All-Atom Multiscale Computational Modeling Of Viral Dynamics

Abstract

Viruses are composed of millions of atoms functioning on supra-nanometer length scales over timescales of milliseconds or greater. In contrast, individual atoms interact on scales of angstroms and femtoseconds. Thus they display dual microscopic/macroscopic characteristics involving processes that span across widely-separated time and length scales. To address this challenge, we introduced automatically generated collective modes and order parameters to capture viral large-scale low-frequency coherent motions. With an all-atom multiscale analysis (AMA) of the Liouville equation, a stochastic (Fokker-Planck or Smoluchowski) equation and equivalent Langevin equations are derived for the order parameters.

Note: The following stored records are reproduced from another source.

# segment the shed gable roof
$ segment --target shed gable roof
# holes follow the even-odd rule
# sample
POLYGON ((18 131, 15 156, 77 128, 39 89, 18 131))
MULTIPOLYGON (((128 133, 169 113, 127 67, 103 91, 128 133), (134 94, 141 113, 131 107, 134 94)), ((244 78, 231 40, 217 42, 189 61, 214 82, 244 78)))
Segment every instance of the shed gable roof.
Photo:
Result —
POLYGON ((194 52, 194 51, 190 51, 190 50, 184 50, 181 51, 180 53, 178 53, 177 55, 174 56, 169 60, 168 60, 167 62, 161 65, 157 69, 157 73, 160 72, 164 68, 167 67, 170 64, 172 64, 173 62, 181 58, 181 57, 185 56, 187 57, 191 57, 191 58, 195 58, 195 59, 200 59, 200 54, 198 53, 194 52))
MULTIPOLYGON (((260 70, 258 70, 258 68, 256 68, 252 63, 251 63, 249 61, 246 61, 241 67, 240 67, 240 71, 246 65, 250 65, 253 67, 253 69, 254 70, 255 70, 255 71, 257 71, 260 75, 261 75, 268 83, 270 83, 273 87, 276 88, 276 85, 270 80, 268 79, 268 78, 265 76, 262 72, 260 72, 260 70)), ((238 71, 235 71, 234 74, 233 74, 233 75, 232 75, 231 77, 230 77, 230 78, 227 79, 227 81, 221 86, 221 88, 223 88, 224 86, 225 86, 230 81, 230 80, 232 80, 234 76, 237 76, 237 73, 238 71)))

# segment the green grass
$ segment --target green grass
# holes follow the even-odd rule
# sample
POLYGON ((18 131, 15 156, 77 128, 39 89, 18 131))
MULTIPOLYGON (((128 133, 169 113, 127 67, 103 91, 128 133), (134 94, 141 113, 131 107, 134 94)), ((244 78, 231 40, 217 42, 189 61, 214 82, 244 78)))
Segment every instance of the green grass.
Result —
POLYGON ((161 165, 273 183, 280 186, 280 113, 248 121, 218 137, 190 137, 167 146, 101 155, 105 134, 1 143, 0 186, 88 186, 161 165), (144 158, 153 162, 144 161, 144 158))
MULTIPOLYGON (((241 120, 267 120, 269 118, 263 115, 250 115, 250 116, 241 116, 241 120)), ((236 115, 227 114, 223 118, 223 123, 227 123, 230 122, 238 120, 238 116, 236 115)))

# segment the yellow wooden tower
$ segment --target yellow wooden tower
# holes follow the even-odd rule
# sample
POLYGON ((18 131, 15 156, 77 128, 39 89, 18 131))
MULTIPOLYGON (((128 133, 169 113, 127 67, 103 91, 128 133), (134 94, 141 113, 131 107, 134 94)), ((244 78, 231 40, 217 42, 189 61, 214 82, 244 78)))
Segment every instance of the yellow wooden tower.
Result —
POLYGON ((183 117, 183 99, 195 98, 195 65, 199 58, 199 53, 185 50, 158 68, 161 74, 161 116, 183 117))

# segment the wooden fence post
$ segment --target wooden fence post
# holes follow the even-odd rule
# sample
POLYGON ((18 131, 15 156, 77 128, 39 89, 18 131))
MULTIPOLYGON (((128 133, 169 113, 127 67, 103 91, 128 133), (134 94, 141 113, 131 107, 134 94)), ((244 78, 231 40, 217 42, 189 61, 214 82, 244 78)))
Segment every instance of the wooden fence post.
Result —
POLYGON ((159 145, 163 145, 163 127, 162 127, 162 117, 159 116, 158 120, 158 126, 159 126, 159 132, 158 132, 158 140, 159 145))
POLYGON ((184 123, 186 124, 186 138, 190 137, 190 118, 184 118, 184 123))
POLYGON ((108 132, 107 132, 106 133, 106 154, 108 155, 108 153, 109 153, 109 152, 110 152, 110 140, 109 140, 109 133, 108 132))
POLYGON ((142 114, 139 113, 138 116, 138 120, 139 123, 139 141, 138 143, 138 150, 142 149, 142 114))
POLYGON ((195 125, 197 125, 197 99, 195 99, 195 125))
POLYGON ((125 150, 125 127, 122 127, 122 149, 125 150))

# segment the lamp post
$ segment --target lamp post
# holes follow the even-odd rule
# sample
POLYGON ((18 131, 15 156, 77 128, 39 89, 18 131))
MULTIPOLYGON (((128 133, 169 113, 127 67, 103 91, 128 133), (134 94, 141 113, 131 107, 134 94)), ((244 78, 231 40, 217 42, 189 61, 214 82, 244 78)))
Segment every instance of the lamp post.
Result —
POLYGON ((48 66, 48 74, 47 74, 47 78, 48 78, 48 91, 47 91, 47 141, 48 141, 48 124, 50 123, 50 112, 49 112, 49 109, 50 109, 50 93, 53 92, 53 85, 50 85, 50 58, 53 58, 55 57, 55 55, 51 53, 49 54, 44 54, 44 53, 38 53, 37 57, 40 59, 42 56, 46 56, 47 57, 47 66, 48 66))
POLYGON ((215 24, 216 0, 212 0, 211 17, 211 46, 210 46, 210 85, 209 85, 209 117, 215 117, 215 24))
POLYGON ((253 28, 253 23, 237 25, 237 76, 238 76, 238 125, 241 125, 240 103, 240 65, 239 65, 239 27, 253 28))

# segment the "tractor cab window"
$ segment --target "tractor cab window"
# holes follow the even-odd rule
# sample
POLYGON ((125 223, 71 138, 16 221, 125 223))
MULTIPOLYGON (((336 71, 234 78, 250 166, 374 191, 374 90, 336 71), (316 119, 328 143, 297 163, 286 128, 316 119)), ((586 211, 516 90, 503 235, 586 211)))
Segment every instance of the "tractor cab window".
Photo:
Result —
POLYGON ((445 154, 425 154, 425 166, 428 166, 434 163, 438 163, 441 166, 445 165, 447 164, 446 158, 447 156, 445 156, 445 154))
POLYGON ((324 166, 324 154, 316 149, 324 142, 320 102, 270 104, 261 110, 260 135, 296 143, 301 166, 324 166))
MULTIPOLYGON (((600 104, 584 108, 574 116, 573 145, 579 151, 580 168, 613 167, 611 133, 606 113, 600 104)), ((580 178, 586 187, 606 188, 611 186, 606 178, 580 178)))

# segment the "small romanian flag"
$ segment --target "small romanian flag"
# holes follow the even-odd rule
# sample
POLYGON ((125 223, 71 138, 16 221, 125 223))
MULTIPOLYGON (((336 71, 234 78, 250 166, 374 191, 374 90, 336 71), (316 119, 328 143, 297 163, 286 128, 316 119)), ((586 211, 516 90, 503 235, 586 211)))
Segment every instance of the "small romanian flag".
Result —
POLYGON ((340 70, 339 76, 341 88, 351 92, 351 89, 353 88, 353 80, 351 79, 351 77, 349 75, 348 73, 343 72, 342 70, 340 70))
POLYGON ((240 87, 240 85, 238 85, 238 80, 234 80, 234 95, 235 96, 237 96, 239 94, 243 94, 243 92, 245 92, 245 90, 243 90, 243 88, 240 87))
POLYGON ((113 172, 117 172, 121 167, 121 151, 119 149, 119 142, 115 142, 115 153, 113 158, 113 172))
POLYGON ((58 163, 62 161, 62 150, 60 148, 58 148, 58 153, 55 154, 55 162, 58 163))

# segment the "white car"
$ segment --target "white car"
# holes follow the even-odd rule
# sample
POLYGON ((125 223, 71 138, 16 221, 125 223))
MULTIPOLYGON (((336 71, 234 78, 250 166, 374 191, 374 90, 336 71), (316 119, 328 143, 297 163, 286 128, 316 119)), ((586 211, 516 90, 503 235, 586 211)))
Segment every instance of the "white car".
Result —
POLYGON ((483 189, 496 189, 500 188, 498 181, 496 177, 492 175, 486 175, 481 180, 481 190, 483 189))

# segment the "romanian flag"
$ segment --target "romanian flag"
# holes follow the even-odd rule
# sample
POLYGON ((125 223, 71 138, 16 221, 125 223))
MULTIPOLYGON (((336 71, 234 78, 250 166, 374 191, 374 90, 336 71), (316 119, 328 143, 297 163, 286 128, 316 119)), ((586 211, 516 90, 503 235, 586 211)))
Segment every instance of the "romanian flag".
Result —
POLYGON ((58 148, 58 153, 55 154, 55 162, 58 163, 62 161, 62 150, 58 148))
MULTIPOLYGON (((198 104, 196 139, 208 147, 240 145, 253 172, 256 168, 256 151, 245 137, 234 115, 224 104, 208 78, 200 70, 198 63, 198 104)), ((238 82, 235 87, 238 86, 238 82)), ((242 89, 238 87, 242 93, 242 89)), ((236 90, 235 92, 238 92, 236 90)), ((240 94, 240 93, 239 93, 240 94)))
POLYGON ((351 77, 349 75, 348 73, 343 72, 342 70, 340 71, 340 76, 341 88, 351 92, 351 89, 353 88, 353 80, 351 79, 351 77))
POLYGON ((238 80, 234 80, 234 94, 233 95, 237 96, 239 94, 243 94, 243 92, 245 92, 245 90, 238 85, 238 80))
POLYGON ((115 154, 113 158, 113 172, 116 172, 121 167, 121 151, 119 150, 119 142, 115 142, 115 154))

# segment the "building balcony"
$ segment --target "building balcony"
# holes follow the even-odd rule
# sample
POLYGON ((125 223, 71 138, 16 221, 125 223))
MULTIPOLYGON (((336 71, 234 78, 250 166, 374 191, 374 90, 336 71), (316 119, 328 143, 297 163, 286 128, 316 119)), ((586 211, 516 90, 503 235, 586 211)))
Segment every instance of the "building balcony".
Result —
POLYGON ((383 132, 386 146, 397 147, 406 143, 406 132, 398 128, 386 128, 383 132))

They are shown to evolve on timescales much larger than the 10^(-14)-second timescale of fast atomistic vibrations and collisions. This justifies a novel multiscale Molecular Dynamics/Order Parameter eXtrapolation (MD/OPX) approach, which propagates viral atomistic and nanoscale dynamics simultaneously by solving the Langevin equations of order parameters implicitly without the need to construct thermal-average forces and friction/diffusion coefficients. In MD/OPX, a set of short replica MD runs with random atomic velocity initializations estimate the ensemble average rate of change in order parameters, extrapolation of which is then used to project the system over long time. The approach was implemented by using NAMD as the MD platform. Application of MD/OPX to cowpea chlorotic mottle virus (CCMV) capsid revealed that its swollen state undergoes significant energy-driven shrinkage in vacuum during 200ns simulation, while for the native state as solvated in a host medium at pH 7.0 and ionic strength I=0.2M, the N-terminal arms of capsid proteins are shown to be highly dynamic and their fast fluctuations trigger global expansion of the capsid. Viral structural transitions associated with both processes are symmetry-breaking involving local initiation and front propagation. MD/OPX accelerates MD for long-time simulation of viruses, as well as other large bionanosystems. By using universal inter-atomic force fields, it is generally applicable to all dynamical nanostructures and avoids the need of parameter recalibration with each new application. With our AMA method and MD/OPX, viral dynamics are predicted from laws of molecular physics via rigorous statistical mechanics.